Cristian Mesiano said...

Years ago, I was playing with Recursive neural networks to learn brain ERP waves.
To find the best network topology I arranged a sort of gradient technique to analyze the best fitting of hidden layers versus expected answer.
The network model was a custom back propagation (but in principle my it should work also with the standard ...and IMHO boring multi layer net).
I wasn't able to find a generalized model, but analyzing the gradient descending in a specific domain I remember that the strategy worked very well.
BTW... with the SVM I left completely the neural network paradigm: too much weak!
REgards
http://textanddatamining.blogspot.com/

Anonymous said...

Christian, have you really found SVMs to yield more accurate results? In general I find that people promote SVMs over ANN, but when you look into their experiments, the bias away from ANN is evident and they've set up ANN as a straw man. I've had multiple people tell me that if I used linear-SVM instead of Neural Nets id see x% perfomance gain. In my own experience though, I haven't seen performance improvements from SVMs (could be it's just the domain I work in).

As for hidden units, I've found that once you hone in on the general range of hidden units that works best, there isn't much difference between small changes to the number. For example, 30 hidden units and 35 hidden units may not make much difference, though decreasing it to 15 would. I've found more variation from changes to the learning rate than I have from small hidden unit changes.

Dean Abbott said...

I generally agree with Anonymous on this one--I have seen no evidence that SVMs are uniformly better than NNets either in my own work or in data mining competitions (where experts will optimize the algorithms). I fully acknowledge that I'm better at NNets than SVMs, so I look to these other indications of performance as better validation methods. Will, what do you think?

Cristian Mesiano said...

@Dean, of course we obtain better results using methods that we know better.
Maybe my strong opinion is conditioned by my love for the statistical theory behind the SVM (with special regard for the empirical risk based on vapnik chervonenkis dimension).
BTW, reading my old notes written during the nights lost trying to find out the best net topology, I've found a trick I used to boost the learning of the net: basically instead of to work with the hidden layers and hidden neurons, I duplicated the expected output.
This heuristic gave to my experiments good results, but I'm not sure that it can used in every context.
More details (and some tests on trivial example) are reported on my blog at:
http://textanddatamining.blogspot.com/2011/11/neural-nets-tips-and-tricks-add-recall.html
…sometimes a dirty trick like that can do better than complex algorithms.
Cheers
cristian
(hoping that my English is enough understandable)

Will Dwinnell said...

I seriously doubt that any algorithm will best all others at the typical mix of problems. I have heard heavy promotion of SVM, but have not seen evidence that it is universally better than neural networks or anything else for that matter. I figure that SVM will eventually become another tool in the toolbox.

Dean Abbott said...

Cristian:

If I understand what you did correctly, the second output neuron will have weights that in general would be different. In general, it seems to me, this would give two paths for correction with the hidden layer neurons (though of course not with the output layer neurons).
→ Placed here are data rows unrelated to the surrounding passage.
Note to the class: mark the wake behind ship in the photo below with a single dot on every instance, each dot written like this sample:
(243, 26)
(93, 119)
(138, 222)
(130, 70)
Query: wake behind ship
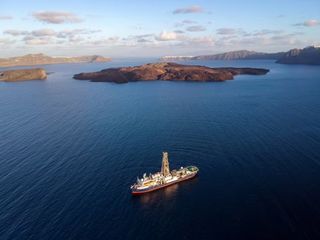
(164, 178)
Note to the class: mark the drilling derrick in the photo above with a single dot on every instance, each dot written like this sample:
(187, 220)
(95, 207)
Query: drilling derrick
(165, 170)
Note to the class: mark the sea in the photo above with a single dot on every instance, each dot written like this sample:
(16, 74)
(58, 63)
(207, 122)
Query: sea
(71, 149)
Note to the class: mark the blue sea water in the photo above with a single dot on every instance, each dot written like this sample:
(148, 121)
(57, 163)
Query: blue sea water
(69, 151)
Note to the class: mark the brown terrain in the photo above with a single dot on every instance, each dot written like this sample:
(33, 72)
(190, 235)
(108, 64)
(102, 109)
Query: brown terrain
(39, 59)
(23, 75)
(168, 72)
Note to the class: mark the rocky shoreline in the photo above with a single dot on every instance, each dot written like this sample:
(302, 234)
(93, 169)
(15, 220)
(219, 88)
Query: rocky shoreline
(167, 72)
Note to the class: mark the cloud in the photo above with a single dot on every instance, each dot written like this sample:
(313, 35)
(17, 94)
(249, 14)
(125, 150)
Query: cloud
(43, 32)
(228, 31)
(264, 32)
(49, 36)
(14, 32)
(6, 41)
(309, 23)
(54, 17)
(196, 28)
(186, 10)
(4, 17)
(105, 41)
(185, 22)
(166, 36)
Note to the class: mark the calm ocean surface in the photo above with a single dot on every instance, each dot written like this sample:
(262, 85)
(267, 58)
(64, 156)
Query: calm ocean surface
(69, 151)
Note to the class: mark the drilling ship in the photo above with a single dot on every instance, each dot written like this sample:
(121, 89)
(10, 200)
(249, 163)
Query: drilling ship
(164, 178)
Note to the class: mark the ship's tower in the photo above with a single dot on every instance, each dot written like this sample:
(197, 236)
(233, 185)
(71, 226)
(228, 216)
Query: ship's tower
(165, 170)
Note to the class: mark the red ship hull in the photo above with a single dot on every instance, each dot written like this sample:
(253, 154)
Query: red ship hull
(134, 192)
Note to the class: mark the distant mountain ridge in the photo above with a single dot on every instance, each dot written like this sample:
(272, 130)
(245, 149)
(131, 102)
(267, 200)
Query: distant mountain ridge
(39, 59)
(308, 55)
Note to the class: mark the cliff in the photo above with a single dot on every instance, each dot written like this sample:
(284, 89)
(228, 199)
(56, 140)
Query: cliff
(168, 72)
(23, 75)
(39, 59)
(308, 55)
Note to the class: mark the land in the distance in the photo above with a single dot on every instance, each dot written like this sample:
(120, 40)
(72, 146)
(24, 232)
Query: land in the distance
(308, 55)
(23, 75)
(168, 72)
(40, 59)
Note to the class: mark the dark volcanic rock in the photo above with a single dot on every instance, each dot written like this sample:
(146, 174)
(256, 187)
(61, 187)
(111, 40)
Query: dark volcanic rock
(23, 75)
(167, 71)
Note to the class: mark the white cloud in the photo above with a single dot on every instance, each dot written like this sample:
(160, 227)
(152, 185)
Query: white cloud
(14, 32)
(5, 17)
(55, 17)
(309, 23)
(196, 28)
(166, 36)
(43, 32)
(228, 31)
(6, 41)
(186, 10)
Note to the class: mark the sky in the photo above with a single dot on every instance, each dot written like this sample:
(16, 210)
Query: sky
(140, 28)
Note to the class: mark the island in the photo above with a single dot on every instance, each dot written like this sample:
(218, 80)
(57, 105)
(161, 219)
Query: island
(23, 75)
(41, 59)
(167, 71)
(308, 55)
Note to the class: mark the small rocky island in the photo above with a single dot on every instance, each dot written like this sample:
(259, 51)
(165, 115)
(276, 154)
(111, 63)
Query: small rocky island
(23, 75)
(167, 71)
(41, 59)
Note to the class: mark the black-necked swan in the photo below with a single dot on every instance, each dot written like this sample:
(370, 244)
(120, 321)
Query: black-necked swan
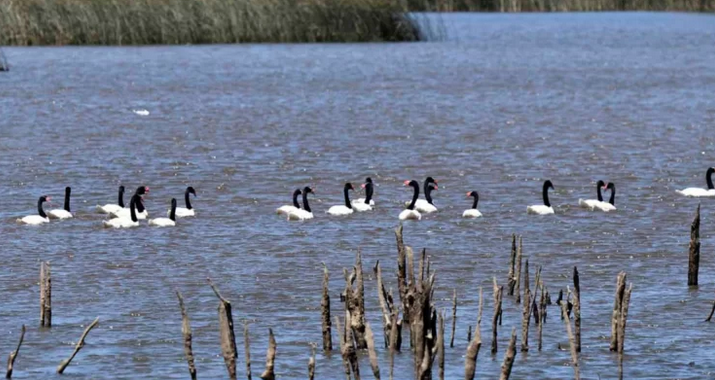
(410, 212)
(142, 213)
(472, 212)
(426, 205)
(365, 204)
(611, 204)
(166, 222)
(64, 213)
(110, 208)
(347, 208)
(287, 209)
(182, 212)
(546, 208)
(698, 192)
(591, 203)
(305, 213)
(41, 217)
(126, 222)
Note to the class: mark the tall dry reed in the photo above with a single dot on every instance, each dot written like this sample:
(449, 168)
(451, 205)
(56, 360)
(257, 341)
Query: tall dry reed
(146, 22)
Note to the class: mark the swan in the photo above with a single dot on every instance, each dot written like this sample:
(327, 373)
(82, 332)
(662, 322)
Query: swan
(167, 222)
(41, 218)
(346, 209)
(129, 222)
(472, 212)
(62, 213)
(142, 213)
(305, 213)
(698, 192)
(360, 203)
(182, 212)
(410, 212)
(592, 203)
(110, 208)
(611, 204)
(546, 208)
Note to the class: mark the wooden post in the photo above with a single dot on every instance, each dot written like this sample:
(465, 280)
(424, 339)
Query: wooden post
(572, 343)
(694, 251)
(228, 337)
(511, 278)
(45, 295)
(618, 301)
(369, 337)
(13, 355)
(509, 357)
(325, 312)
(186, 332)
(77, 347)
(577, 309)
(247, 349)
(454, 318)
(268, 374)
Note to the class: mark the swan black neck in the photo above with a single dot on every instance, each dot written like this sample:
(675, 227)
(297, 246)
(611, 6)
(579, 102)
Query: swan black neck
(476, 199)
(68, 190)
(172, 214)
(121, 197)
(415, 195)
(296, 193)
(39, 207)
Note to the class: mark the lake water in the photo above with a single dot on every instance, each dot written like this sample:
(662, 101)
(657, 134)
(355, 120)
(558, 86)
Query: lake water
(501, 103)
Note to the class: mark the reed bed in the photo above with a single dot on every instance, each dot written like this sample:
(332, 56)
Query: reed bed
(153, 22)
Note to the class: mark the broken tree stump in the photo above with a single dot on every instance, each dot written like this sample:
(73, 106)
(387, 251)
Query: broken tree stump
(325, 312)
(509, 357)
(694, 250)
(228, 337)
(13, 355)
(186, 333)
(269, 373)
(45, 295)
(77, 347)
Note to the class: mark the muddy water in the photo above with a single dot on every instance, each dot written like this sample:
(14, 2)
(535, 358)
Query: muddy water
(500, 104)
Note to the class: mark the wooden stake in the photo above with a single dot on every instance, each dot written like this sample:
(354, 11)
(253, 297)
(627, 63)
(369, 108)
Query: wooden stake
(371, 351)
(228, 337)
(325, 312)
(454, 318)
(77, 347)
(13, 355)
(186, 332)
(509, 357)
(694, 250)
(268, 374)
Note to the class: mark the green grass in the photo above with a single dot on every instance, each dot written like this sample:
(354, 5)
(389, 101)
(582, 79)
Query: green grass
(146, 22)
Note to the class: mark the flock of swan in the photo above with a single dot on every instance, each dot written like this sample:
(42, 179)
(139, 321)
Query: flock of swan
(121, 216)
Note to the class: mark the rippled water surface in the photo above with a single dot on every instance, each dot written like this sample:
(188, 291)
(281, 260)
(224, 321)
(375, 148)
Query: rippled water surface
(499, 105)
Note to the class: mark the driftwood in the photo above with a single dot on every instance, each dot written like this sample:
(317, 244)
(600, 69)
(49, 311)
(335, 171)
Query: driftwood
(269, 374)
(694, 250)
(247, 349)
(572, 342)
(45, 295)
(325, 312)
(371, 351)
(617, 307)
(470, 359)
(228, 337)
(511, 278)
(186, 332)
(509, 357)
(77, 347)
(454, 318)
(13, 355)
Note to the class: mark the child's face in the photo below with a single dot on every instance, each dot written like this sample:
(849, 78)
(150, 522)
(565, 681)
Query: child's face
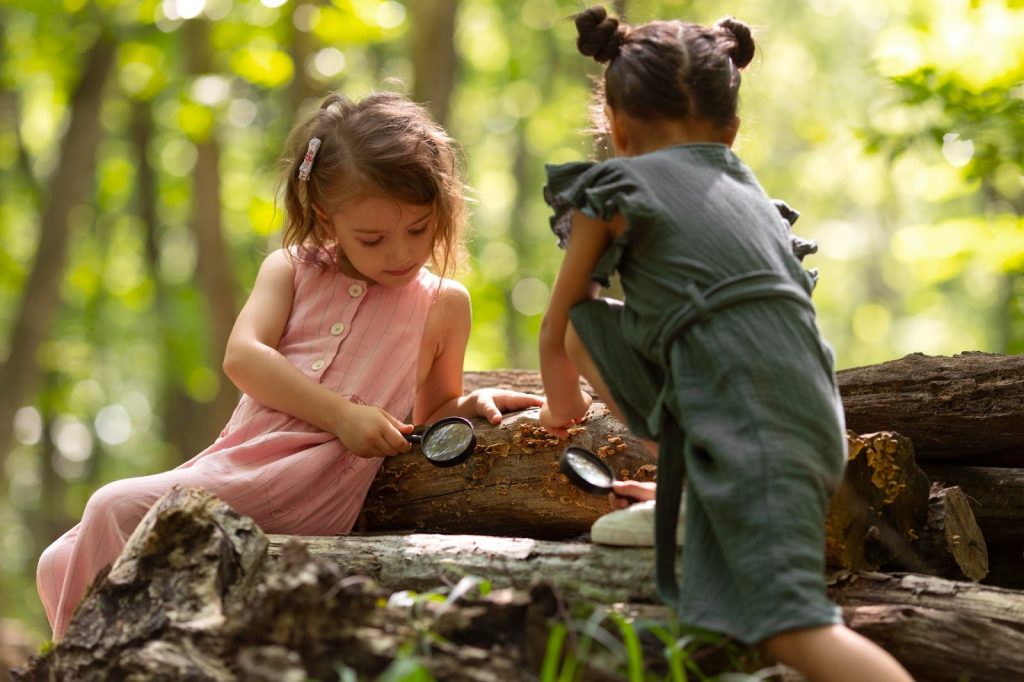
(383, 240)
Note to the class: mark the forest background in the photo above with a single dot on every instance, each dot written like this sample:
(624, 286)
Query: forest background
(138, 142)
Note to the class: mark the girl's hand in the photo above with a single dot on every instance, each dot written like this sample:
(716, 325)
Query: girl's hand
(369, 431)
(559, 426)
(626, 493)
(492, 402)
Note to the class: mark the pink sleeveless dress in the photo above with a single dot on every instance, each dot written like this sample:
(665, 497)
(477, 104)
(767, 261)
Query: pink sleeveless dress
(289, 476)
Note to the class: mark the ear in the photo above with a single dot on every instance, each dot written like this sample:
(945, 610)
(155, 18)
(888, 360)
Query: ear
(730, 131)
(321, 215)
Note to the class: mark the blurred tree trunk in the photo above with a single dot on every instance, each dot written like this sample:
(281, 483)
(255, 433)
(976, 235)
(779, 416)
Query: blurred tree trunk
(301, 47)
(433, 55)
(74, 172)
(213, 265)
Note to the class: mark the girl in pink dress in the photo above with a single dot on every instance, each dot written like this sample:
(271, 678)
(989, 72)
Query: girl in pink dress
(345, 333)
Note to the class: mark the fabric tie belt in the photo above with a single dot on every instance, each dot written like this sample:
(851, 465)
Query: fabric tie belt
(671, 462)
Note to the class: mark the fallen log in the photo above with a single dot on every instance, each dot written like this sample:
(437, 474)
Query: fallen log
(577, 570)
(196, 596)
(969, 407)
(996, 497)
(894, 610)
(193, 597)
(882, 506)
(935, 627)
(950, 545)
(511, 485)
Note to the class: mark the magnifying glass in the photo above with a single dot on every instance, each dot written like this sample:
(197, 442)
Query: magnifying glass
(448, 441)
(587, 470)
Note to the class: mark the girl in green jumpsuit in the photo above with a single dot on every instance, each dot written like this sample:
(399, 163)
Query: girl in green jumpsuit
(715, 354)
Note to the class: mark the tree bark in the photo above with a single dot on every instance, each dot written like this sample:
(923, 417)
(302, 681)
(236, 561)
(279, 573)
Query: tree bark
(882, 505)
(511, 485)
(967, 407)
(578, 570)
(196, 596)
(75, 169)
(950, 545)
(996, 497)
(934, 626)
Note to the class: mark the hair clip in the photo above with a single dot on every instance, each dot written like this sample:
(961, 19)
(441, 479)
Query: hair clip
(307, 163)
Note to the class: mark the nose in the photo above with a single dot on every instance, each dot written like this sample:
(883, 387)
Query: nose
(401, 254)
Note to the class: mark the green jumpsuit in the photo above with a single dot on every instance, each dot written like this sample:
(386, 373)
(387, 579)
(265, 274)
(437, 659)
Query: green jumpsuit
(715, 353)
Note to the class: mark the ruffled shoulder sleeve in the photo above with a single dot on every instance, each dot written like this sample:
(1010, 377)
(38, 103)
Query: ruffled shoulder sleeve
(598, 190)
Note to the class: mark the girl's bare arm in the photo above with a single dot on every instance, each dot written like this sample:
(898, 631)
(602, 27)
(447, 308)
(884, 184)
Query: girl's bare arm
(441, 358)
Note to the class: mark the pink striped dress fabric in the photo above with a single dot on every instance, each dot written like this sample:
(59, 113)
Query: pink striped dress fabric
(289, 476)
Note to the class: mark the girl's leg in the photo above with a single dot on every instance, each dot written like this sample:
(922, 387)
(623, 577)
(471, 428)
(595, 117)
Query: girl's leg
(70, 564)
(588, 368)
(835, 653)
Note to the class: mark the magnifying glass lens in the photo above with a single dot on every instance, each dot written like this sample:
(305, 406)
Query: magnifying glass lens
(448, 441)
(591, 471)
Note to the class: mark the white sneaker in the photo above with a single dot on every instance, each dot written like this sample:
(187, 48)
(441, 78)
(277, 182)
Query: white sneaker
(633, 526)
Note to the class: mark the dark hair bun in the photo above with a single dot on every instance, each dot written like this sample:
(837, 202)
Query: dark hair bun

Given this, it seems that the network would likely train faster (depending someone on the random initialization of weights in the output layer neurons), which is nice. But what about accuracy? At first I thought you were going to comine the predictions of these output neurons into some sort of ensemble. I've never thought of building a neural network ensemble in that way before and wonder if it could work.

Dean Abbott said...

Will:

I'm 110% with you. I suspect that most SVM proponents (who say SVM is superior to, say, a neural network) really are describing their expertise with SVM over and above their expertise with nets. I haven't seen any indication that they are inherently superior on actual problems.

Given that ensembles of many kinds have been winning these competitions, it seems that these ensembles give you more than choose a specific algorithm.